If a crime does not in its essence involve moral turpitude, a person found guilty of such crime cannot be excluded because he is shown, aliunde the record, to be a depraved person." United States ex rel. Mylius v. Uhl, 210 F. 860, 863.

Neither the immigration officials, nor we, may consider the circumstances under which the crime was in fact committed. When by its definition it does not necessarily involve moral turpitude, the alien cannot be deported because in the particular instance his crime was immoral * * *. Conversely, when it does, no evidence is competent that he was in fact blameless ( United States ex rel. Robinson v. Day, 51 F. 2d 1022 (C.C.A. 2d 1931)).

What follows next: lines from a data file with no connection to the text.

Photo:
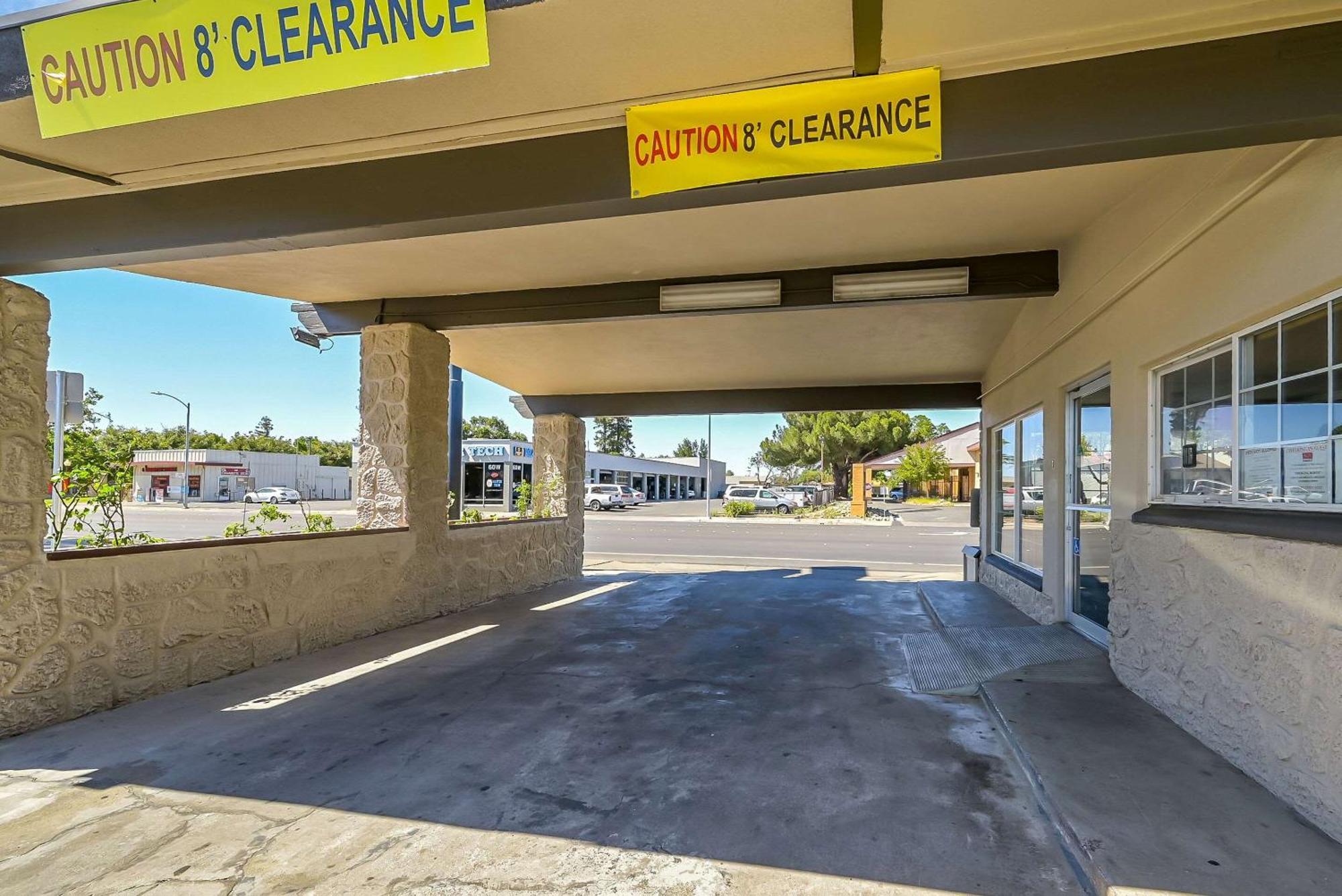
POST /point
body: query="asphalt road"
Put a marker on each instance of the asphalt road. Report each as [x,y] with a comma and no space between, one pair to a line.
[929,549]
[929,543]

FINDINGS OF FACT: Upon the basis of all the evidence adduced at the hearing and upon the entire record in this case, it is found:

(1) That the respondent is an alien, native and citizen of Canada;

(2) That the respondent last entered the United States at Rouses Point, N.Y., on March 20, 1935, and was admitted as a returning resident;

(3) That the respondent was convicted on March 26, 1941, in the United States District Court for the District of New Mexico of the offense of mailing an obscene letter, committed on December 8, 1938, in violation of section 211 of the Criminal Code as amended ( 18 U.S.C. sec. 334) and was sentenced to imprisonment for 12 months.

CONCLUSION OF LAW: Upon the basis of the foregoing findings of fact, it is concluded:

That under section 19 of the Immigration Act of February 5, 1917, the respondent is not subject to deportation on the ground that he has been sentenced to imprisonment for a term of 1 year or more because of conviction in this country of a crime involving moral turpitude committed within 5 years after entry, to wit: mailing an obscene letter.

OTHER FACTORS: The respondent was married in 1926 and again in 1938, without having obtained a divorce from his first wife. He testifies that in 1937 he was arrested for theft at Glens Falls, N.Y., and given a fine and suspended sentence. His mother and two sisters live in California, and his first wife also resides in the United States.

ORDER: It is ordered that the warrant of arrest be canceled and that the proceeding be closed.